Thesis.io Context Engineering: Affordable AI-native for DeFi at Scale

Thesis.io serves thousands of users daily with unlimited web search capabilities and a premium plan at just $20/month that includes 40 deep research sessions. This document explores the technical architecture and optimization techniques that make this affordable scaling possible.

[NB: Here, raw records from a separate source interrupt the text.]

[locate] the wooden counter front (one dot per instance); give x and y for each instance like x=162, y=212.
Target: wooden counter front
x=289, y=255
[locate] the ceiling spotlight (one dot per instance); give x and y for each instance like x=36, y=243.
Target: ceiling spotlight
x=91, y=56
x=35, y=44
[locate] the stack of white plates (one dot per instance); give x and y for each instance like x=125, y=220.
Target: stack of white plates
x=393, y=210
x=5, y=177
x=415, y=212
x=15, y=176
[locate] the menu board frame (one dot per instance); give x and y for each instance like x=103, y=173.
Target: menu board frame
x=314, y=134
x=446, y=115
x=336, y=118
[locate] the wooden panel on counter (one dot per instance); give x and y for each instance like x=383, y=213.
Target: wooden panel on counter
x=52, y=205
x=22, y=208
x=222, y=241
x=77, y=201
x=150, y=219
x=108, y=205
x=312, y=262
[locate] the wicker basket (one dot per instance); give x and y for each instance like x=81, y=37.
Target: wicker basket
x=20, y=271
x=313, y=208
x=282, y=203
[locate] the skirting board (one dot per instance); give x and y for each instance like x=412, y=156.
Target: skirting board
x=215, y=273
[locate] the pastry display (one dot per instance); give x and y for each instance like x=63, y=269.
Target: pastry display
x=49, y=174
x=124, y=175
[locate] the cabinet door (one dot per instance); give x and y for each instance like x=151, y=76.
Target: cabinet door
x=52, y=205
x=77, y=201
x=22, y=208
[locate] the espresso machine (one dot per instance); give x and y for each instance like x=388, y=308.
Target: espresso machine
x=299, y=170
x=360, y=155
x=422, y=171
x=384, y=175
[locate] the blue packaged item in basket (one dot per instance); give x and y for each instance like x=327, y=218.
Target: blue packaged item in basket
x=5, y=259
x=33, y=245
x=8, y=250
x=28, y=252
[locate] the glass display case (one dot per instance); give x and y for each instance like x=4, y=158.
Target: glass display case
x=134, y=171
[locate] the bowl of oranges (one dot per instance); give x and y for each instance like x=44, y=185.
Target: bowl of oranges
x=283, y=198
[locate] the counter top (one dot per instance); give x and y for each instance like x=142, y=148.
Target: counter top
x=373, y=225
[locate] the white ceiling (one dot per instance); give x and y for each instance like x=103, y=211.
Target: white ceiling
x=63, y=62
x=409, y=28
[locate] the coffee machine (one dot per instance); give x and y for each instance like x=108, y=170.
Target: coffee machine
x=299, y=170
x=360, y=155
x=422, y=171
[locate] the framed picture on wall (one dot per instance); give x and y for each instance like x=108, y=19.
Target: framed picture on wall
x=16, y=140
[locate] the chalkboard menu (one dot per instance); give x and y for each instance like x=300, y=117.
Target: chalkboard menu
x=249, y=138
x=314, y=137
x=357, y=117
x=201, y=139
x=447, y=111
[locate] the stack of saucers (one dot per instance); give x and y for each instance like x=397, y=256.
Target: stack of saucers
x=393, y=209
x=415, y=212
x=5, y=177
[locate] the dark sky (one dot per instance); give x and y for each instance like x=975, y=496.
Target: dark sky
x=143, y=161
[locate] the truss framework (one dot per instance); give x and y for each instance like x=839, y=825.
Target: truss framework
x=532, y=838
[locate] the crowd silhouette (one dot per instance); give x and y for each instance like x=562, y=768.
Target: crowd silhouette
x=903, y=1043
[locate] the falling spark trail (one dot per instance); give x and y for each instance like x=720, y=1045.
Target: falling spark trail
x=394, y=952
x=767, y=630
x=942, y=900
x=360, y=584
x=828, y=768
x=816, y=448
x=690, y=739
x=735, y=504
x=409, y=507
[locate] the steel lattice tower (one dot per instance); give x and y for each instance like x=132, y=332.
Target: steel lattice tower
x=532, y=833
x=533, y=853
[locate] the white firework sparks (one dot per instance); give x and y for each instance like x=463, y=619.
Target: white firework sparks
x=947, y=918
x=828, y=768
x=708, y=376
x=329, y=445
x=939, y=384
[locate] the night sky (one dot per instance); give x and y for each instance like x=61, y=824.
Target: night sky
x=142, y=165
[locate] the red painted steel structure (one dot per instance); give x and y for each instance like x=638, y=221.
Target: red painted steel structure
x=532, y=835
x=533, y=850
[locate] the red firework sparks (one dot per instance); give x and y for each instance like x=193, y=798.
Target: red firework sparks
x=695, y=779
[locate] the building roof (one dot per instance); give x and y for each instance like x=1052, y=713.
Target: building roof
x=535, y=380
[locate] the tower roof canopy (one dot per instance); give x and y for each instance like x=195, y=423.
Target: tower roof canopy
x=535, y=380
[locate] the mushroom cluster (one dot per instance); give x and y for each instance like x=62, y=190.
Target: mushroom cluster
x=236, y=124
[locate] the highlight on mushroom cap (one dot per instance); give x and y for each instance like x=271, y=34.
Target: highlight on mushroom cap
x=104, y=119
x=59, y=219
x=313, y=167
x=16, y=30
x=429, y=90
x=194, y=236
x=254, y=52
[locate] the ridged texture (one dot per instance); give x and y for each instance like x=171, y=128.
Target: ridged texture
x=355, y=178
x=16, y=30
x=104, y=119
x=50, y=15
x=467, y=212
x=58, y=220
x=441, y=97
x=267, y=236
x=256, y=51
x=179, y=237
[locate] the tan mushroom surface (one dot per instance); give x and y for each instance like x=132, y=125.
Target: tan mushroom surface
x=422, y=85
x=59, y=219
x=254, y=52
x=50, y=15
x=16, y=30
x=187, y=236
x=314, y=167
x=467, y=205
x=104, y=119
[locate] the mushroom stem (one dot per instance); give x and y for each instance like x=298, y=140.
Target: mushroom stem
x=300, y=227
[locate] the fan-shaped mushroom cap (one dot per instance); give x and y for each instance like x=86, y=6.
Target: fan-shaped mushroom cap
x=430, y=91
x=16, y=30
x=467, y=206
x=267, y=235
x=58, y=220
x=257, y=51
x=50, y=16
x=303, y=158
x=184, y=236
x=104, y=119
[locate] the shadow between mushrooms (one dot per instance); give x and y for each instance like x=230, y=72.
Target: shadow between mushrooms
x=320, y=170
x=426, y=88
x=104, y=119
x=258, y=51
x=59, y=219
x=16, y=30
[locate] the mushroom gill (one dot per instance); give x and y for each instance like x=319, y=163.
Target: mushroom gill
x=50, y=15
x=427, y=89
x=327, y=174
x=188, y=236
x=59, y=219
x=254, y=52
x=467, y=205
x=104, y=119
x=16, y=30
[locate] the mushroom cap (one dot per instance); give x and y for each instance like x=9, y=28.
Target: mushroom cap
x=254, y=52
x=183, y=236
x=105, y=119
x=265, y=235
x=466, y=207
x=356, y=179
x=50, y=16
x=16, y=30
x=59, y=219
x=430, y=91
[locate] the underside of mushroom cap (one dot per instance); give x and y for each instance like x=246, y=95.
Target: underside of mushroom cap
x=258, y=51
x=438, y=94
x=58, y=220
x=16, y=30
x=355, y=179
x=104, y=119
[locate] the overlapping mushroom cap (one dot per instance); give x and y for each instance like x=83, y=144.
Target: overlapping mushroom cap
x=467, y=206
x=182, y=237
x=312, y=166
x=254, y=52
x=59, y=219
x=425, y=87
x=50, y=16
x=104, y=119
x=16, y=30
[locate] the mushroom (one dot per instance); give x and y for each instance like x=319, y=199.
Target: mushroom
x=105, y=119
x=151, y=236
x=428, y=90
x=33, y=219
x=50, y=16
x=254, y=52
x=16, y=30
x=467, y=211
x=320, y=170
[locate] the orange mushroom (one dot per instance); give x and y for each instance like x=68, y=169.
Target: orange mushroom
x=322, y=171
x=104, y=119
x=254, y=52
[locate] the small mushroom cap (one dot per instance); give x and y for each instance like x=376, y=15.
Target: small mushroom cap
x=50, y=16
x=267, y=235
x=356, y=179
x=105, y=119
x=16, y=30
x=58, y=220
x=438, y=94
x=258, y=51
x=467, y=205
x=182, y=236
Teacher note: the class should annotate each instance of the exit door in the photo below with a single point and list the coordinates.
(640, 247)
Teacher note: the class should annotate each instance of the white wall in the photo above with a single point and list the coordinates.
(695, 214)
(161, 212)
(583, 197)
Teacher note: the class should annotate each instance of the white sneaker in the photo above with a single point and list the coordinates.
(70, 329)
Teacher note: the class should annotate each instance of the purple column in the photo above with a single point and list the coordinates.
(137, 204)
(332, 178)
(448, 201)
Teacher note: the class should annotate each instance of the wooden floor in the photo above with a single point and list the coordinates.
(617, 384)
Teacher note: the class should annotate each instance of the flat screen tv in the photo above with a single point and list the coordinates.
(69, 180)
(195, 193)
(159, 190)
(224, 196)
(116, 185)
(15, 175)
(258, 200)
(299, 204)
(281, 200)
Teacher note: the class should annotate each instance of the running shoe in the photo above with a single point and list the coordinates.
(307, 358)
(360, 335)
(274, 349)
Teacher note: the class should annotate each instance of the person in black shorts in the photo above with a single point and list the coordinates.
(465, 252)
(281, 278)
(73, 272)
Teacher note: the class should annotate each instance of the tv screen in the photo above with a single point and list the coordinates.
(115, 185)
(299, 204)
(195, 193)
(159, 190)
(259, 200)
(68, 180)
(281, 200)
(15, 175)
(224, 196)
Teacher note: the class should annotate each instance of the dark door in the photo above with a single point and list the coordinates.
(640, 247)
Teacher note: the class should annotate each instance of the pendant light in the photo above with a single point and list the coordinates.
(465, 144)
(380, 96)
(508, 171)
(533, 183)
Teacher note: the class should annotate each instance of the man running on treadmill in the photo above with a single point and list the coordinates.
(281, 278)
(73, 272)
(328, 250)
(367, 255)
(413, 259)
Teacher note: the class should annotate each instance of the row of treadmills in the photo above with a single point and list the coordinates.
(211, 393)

Service Model and Pricing Strategy

User Base and Offerings

Thesis.io operates at significant scale while maintaining affordability:

Thousands of daily active users across the platform
Unlimited web search and follow-ups for all users
Premium plan: $20/month including:
- 40 deep research sessions
- Unlimited follow-ups in private spaces
- Advanced DeFi analysis capabilities

The Scaling Challenge

The fundamental challenge lies in providing high-quality AI-powered DeFi research while keeping costs manageable. State-of-the-art (SOTA) language models are expensive:

Model	Provider	API Cost (per 1M tokens)	Subscription
Claude 4 Sonnet	Anthropic	$3/$ 15 (input/output)	Pro: $20/mo
OpenAI o3	OpenAI	$10/$ 40	Pro: $200/mo (est.)
GPT-5	OpenAI	$1.25/$ 10	Pro: $200/mo
Gemini 2.5	Google	$3.5/$ 10	Advanced: ~$20/mo

Without optimization, operations previously cost about $300 per day with an average of 600k tokens per session, making scaling to millions of users unsustainable.

Technical Architecture: Context Engineering

What is Context Engineering?

Context engineering is the core technique for optimizing Large Language Model (LLM) costs without compromising quality. It involves managing the context window of LLMs to produce desired answers for user requests. Key Principle: Filling the right information in the right format so the LLM can complete the task effectively.

Context Window Structure

A typical Thesis.io context window contains structured elements that flow through the system:

{
  "context_elements": [
    {
      "type": "system",
      "content": "List tool descriptions and system prompt",
      "color": "pink"
    },
    {
      "type": "user", 
      "content": "Initial user prompt: 'Analyze crypto news today'",
      "color": "green"
    },
    {
      "type": "assistant",
      "content": "I should fetch today's crypto news from major sources...",
      "color": "yellow"
    },
    {
      "type": "tool_call",
      "function": "web_search()",
      "parameters": {"query": "crypto news today"},
      "color": "blue"
    },
    {
      "type": "tool_result",
      "content": "Web search results...",
      "color": "blue"
    },
    {
      "type": "assistant",
      "content": "Reasoning and analysis message",
      "color": "yellow"
    },
    {
      "type": "user",
      "content": "Follow-up: 'Why is my bag down??????'",
      "color": "green"
    }
  ]
}

The context window acts as a structured array of strings that provides the LLM with all necessary information to generate accurate, contextual responses. Each element is categorized and flows through the Thesis LLM processing pipeline.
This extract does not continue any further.